Fort McCoy spokeswoman Linda Fournier said it was the poor quality of the food, not the outdated buildings, that caused complaints from soldiers in 2005 and 2006. She said food service has improved under the current contractor and the Army has spent $14 million upgrading older dining facilities in the last two years.

“Fort McCoy is working diligently to provide superior dining facilities and dining services for its soldiers,” she said in a statement.

More than 100,000 reserve and active military personnel from all branches receive training at Fort McCoy every year. The western Wisconsin base has also served as the point of mobilization and demobilization for tens of thousands of troops who have fought in Iraq and Afghanistan.

The past problems were made public this month in records related to a federal lawsuit filed by the state asking a judge to throw out a $225,000 arbitration ruling in favor of the blind manager, Janet Dickey.

Dickey lost her job at the base in 2006 when the Army canceled the contract. An arbitration panel agreed last year that D’Costa failed to supervise her work, causing the contract to fail.

In 2003, the state Department of Workforce Development won the Army contract to serve meals to thousands of soldiers under the Randolph-Sheppard law that gives preference to blind vendors. The state hired Blackstone Consulting Inc., which has experience in meal service, as a subcontractor to run the operation alongside Dickey.

The Army was happy with the arrangement in the first two years, but service started to deteriorate in 2005.

A small and unreliable staff meant dining facilities opened later than they should have or, in some cases, not at all, records show. Soldiers and generals missed some meals and were forced to go to classes or training exercises on empty stomachs or late.

At that time, only two out of 16 buildings where food was served had air conditioning (Fournier said a majority of them now do). In the summers, workers were forced to open the doors because of the extreme heat in kitchens with ovens but that attracted flies and other bugs.

“As a result, insects, rodents, all kinds of creatures come in through the garrison buildings,” D’Costa testified. “And the soldiers started complaining, that this is not a good experience for them to have meals.”

In 2005, a metal bolt that came in a can of pork and beans was mistakenly served to one of the troops. The Army took a picture of it and demanded to know what happened; the manufacturer of the can and a worker who wasn’t paying attention were apparently to blame, according to testimony.

For the Christmas meal that year, hundreds of base employees and their families were nearly served roast beef that had been left in a warmer for 11 hours at an unsafe temperature. Workers were preparing to serve the meat but were stopped after Dickey objected, warning about food-borne illness, testimony shows.

The Army warned the state at least three times the contract was at risk if they did not correct the problems before it was canceled.

In July 2006, an Army contracting officer documented inadequate staffing levels and instances of running out of food and where undercooked chicken was served. He followed up the next month with a letter repeating those problems as well as a lack of sanitation by employees such as hand-washing and using hairnets.

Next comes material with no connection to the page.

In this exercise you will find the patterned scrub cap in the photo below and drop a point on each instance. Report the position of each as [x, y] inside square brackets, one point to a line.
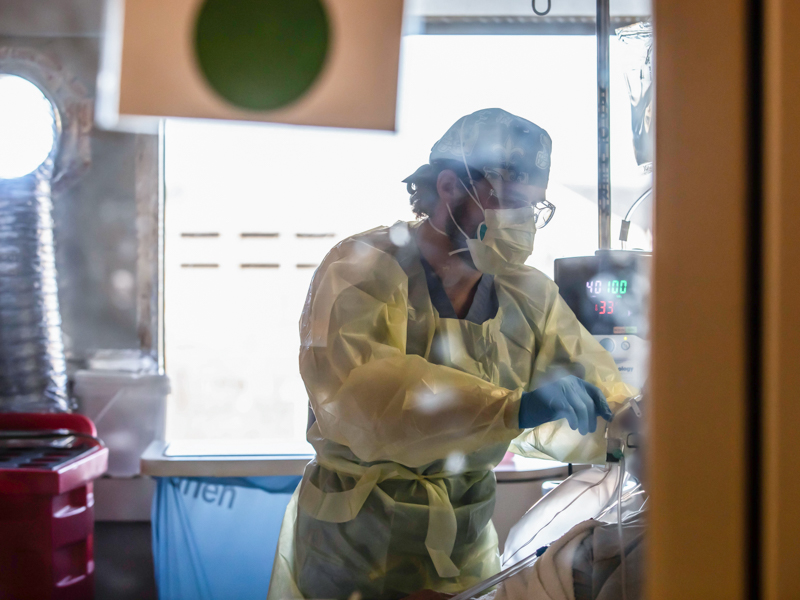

D’Costa blamed Blackstone for cutting staff to save money and for not training those the company did hire on food safety. “Basic rudimentary rules were not being followed,” he said.

At least two of the workers got in legal trouble with military police — one for possessing drugs on the base and another for driving with a suspended license — and were fired, D’Costa testified.

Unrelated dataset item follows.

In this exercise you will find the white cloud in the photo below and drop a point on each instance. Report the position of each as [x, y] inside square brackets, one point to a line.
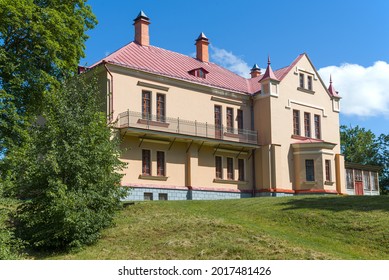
[230, 61]
[364, 90]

He also said some delays were caused by a dishwasher carousel that repeatedly broke down. That problem led to longer lines and the use of disposable plates and silverware, he said.

“The dishwasher broke down so frequently ... that our soldiers were being fed without adequate plates, without adequate plastic silverware,” he said. “(The Army) put that equipment in knowing that equipment was deficient.”

Fournier said the carousel did not perform as the designers of the dining facility intended and has since been replaced.

The contract is now managed by contractor Austin & Associates but the Army is seeking competitive bids for the deal by June 30.

A coalition of advocates for the blind is lobbying the state to again seek the contract, saying improvements at Fort McCoy mean it is more likely to succeed this time. Under a national program, blind vendors have won about 40 contracts to manage military food service facilities.

But Department of Workforce Development spokesman Dick Jones said the state will not seek the contract because of the past problems. “We firmly believe better opportunities exist for people with disabilities,” he said in a statement.